This is the mail archive of the
gcc@gcc.gnu.org
mailing list for the GCC project.
Re: Revision 144098 (d.d. Wed Feb 11 08:56:41 2009 UTC (4 weeks ago)) is not a regression bug fix.
Toon Moene wrote:
> Paolo Bonzini wrote:
>
>>> Attached you'll find the (preprocessed) source of the routine that
>>> printed the Infinity's (of course, I cannot be completely certain that
>>> it actually resulted in the wrong code, but at least it might be studied
>>> to see if it helps to find the culprit).
>>
>> No, this function is sane (the peephole *is* called a lot by this
>> function, but all is in due order). I looked at the dumps and assembly
>> for -O2, -O3 and -O3 -fno-schedule-insns (*), and all is as expected.
>
> Yeah, it was probably too much to hope for.

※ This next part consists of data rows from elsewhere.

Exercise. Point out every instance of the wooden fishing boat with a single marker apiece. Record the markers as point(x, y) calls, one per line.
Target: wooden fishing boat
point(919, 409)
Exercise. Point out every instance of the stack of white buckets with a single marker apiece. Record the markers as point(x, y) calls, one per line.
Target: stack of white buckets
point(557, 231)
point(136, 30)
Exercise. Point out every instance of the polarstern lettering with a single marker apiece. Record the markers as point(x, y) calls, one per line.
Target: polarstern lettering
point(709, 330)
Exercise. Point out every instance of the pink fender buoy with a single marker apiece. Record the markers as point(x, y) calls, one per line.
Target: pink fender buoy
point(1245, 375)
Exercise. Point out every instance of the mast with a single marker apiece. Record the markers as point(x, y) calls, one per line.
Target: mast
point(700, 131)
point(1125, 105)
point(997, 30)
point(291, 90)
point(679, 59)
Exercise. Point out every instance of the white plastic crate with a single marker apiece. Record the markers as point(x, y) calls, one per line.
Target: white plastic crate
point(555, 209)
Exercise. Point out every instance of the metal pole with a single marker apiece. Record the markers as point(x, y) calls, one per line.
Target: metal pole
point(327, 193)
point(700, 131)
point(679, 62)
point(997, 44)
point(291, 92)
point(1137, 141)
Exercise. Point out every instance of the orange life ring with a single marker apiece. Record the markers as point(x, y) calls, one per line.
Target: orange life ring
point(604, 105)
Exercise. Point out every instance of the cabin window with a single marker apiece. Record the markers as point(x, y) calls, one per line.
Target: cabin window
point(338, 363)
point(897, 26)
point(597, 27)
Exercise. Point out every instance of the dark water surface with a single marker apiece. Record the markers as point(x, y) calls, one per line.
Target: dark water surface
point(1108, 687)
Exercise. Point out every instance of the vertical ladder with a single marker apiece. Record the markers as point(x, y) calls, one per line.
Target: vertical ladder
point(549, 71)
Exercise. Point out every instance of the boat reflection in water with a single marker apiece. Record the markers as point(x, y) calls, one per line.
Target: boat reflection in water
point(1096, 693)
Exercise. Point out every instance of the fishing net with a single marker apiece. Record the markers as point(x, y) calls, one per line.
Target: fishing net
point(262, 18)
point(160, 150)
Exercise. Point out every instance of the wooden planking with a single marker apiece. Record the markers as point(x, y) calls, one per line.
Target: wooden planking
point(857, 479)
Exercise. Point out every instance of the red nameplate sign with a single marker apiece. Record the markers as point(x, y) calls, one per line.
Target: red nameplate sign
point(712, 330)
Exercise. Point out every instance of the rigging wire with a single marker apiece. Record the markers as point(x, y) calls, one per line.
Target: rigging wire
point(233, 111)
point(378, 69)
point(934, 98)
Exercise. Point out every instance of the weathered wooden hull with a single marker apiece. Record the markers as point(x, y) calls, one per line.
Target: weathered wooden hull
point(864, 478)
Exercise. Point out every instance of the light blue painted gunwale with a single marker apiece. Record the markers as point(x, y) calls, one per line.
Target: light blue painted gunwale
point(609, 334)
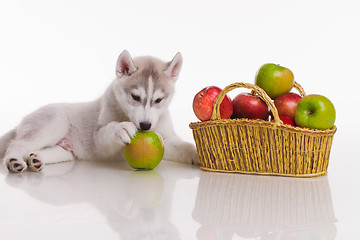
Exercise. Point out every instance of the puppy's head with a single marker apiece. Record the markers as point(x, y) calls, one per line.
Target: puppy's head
point(144, 87)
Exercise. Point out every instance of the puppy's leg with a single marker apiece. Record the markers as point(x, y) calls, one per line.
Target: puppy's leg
point(179, 151)
point(41, 129)
point(110, 138)
point(54, 154)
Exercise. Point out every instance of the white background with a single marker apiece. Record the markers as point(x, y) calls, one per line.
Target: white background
point(65, 51)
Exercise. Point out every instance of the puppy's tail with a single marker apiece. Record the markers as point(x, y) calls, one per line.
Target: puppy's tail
point(5, 141)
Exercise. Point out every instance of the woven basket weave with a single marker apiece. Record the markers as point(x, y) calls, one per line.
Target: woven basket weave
point(258, 146)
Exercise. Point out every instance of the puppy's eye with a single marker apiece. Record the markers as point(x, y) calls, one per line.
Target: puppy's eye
point(136, 97)
point(158, 100)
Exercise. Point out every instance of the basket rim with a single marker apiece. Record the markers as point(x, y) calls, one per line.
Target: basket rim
point(245, 121)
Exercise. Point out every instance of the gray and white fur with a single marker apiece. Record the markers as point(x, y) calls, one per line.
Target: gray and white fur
point(137, 99)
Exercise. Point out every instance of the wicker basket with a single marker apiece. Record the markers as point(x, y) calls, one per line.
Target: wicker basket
point(258, 146)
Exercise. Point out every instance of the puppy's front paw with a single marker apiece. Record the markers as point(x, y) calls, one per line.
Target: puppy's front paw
point(124, 131)
point(34, 163)
point(15, 165)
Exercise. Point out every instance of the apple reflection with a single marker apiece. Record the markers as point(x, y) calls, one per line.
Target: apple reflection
point(263, 207)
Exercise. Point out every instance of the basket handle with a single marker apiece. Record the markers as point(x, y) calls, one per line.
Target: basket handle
point(259, 91)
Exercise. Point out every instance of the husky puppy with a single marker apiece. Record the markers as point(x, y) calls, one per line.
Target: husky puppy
point(137, 99)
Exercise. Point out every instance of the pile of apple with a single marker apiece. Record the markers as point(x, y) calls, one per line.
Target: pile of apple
point(312, 111)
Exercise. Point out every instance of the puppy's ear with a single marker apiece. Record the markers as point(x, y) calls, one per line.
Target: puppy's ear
point(125, 65)
point(174, 67)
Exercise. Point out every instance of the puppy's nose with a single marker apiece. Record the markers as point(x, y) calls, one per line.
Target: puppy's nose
point(145, 125)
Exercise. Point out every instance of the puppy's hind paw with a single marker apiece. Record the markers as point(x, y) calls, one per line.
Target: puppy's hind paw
point(15, 166)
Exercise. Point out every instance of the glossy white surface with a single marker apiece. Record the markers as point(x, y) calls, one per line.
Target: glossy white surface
point(93, 200)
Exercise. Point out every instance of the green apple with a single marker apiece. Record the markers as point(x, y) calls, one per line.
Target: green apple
point(315, 112)
point(145, 151)
point(274, 79)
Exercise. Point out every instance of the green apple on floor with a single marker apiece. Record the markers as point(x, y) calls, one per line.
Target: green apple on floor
point(315, 112)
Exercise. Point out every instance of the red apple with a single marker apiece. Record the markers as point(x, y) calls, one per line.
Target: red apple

No, you were right, and that's great. -ffast-math makes a difference,
because it enables more vectorization.
It goes as this:
(insn 494 493 495 44 statin.f:703 (set (reg:SF 371)
(vec_select:SF (reg:V4SF 367)
(parallel [
(const_int 0 [0x0])
]))) 1408 {*vec_extractv4sf_0} (expr_list:REG_DEAD
(reg:V4SF 367)
(nil)))
registers 371 and 367 are coalesced into xmm0. Then the vec_select is
split to just
(set (reg:SF 21 [orig: 371]) (reg:SF 21 [orig: 367]))
and these are indeed !=, but they have the same hard register number so
the peephole should not apply in this case. Here is a minimized testcase:
subroutine statin(x,y,pstratr,pconvecr,zhxy,zhxhy,ztmp)
integer :: x,y
real pstratr(x,y),pconvecr(x,y),zhxy(x,y)
real ztmp(4)
do j = 1,y
do i = 1,x-2
zttotrainr = zttotrainr + (pstratr(i,j) + pconvecr(i,j))*zhxy(i,j)
ztstratr = ztstratr + pstratr(i,j)
ztconvecr = ztconvecr + pconvecr(i,j)
ztsenf = ztsenf + zhxy(i,j)
ztlatf = ztlatf + zhxy(i,j)
ztcldtop = ztcldtop + zhxy(i,j)
enddo
enddo
ztmp(1)=zttotrainr
ztmp(2)=ztstratr
ztmp(3)=ztconvecr
ztmp(4)=ztsenf*ztlatf*ztcldtop
end
The following patch should fix it, you're welcome to run it through
HIRLAM. I'm bootstrapping it in the meanwhile.
Index: gcc/config/i386/i386.md
===================================================================
--- gcc/config/i386/i386.md (revision 144464)
+++ gcc/config/i386/i386.md (working copy)
@@ -20795,7 +20795,7 @@
[(match_dup 0)
(match_operand:SI 2 "memory_operand" "")]))
(clobber (reg:CC FLAGS_REG))])]
- "operands[0] != operands[1]
+ "!rtx_equal_p (operands[0], operands[1])
&& GENERAL_REGNO_P (REGNO (operands[0]))
&& GENERAL_REGNO_P (REGNO (operands[1]))"
[(set (match_dup 0) (match_dup 4))
@@ -20811,7 +20811,7 @@
(match_operator 3 "commutative_operator"
[(match_dup 0)
(match_operand 2 "memory_operand" "")]))]
- "operands[0] != operands[1]
+ "!rtx_equal_p (operands[0], operands[1])
&& ((MMX_REG_P (operands[0]) && MMX_REG_P (operands[1]))
|| (SSE_REG_P (operands[0]) && SSE_REG_P (operands[1])))"
[(set (match_dup 0) (match_dup 2))
Paolo